There was no official comment from either side on the obstacles to agreement as the talks -- meant to end Belgrade's bloody subjugation of majority ethnic Albanians in Kosovo, a province of Serbia -- stretched into a fourth day.

But sources close to the Yugoslav side said one sticking point was Serbian opposition to a proposal for a new Kosovo police force staffed to reflect Kosovo's ethnic makeup, which is 90 percent Albanian.

The sources said the Serbs wanted the new police force to be 50 percent Serbian and 50 percent Albanian. The current force is entirely Serb in a province that was stripped of its autonomy in 1989 and placed under apartheid-like rule from Belgrade.

That bred Kosovo Albanian unrest that exploded into a guerrilla uprising last March. Serbian security forces have largely crushed the rebellion, demolished ethnic Albanian towns and put over 250,000 people to flight.

Earlier, a U.S. source said Holbrooke was prepared to continue negotiations as long as there was a hope of persuading Yugoslavia to back down in its standoff with the major world powers over Kosovo.

As diplomacy neared a frantic climax in Belgrade, NATO girded for a meeting of member states' ambassadors Monday afternoon expected to produce authorization for air strikes.

The ''activation order'' would set a timer running for the launch of phased air strikes, giving diplomacy a last chance, but without indicating how long the clock would have to run before the planes take off.

The political green light for military intervention in the Kosovo crisis has already been given by most members of the 16-nation alliance.

While political upheaval in Germany and Italy has delayed their individual decisions, approval from Bonn and Rome is now seen as a constitutional formality.

If Holbrooke's mission fails, NATO air strikes would start after a timed delay set in the activation order expected to be issued Monday.
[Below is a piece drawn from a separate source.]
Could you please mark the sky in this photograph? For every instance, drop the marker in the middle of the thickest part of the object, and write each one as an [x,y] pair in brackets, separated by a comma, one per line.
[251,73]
This would give Milosevic a final pause for reflection while NATO's Supreme Commander Allied Forces in Europe (SACEUR), General Wesley Clark, arrayed his weaponry.

Holbrooke said he could keep talking during the ultimatum phase, and NATO could rescind the order any time it becomes convinced the Yugoslav leader is ready to agree on irreversible and verifiable moves to settle the Kosovo conflict.

The province's ethnic Albanian majority want NATO air strikes to proceed, believing only force can break Milosevic's will to keep them under Serbian domination.

Western powers do not favor an independent Kosovo, which they fear could inspire further guerrilla wars for a Greater Albania, dragging in Macedonia and other neighbours. They are therefore anxious not to tip the military balance in favor of Kosovo Liberation Army (KLA) insurgents.

Yugoslavia's neighbours Bulgaria, Albania and Romania have pledged to open their air space to the fleet of warplanes NATO expects to use if a decision to exert force goes ahead.

Over the weekend, NATO methodically marshaled hundreds of warplanes for what would begin as a limited strike but could broaden into phased, escalating bombardments unless Yugoslavia agrees to heed U.N. directives.

At Aviano air base in Italy, A-10 Thunderbolt ground-attack ''tankbusters'' were the latest to arrive, among 260 aircraft the United States is deploying in an overall NATO force of some 430 planes.

The A-10s arrived in Italy at about the same time that six formidable U.S. B-52 bombers were landing at a base in Fairford, England, from Barksdale Air Force Base in Louisiana.

NATO also has seaborne missiles and planes in theatre.

Yugoslavia has warned it will defend itself, and has some aircraft and a Soviet-designed air-defense missile system which NATO military planners say they are treating with respect.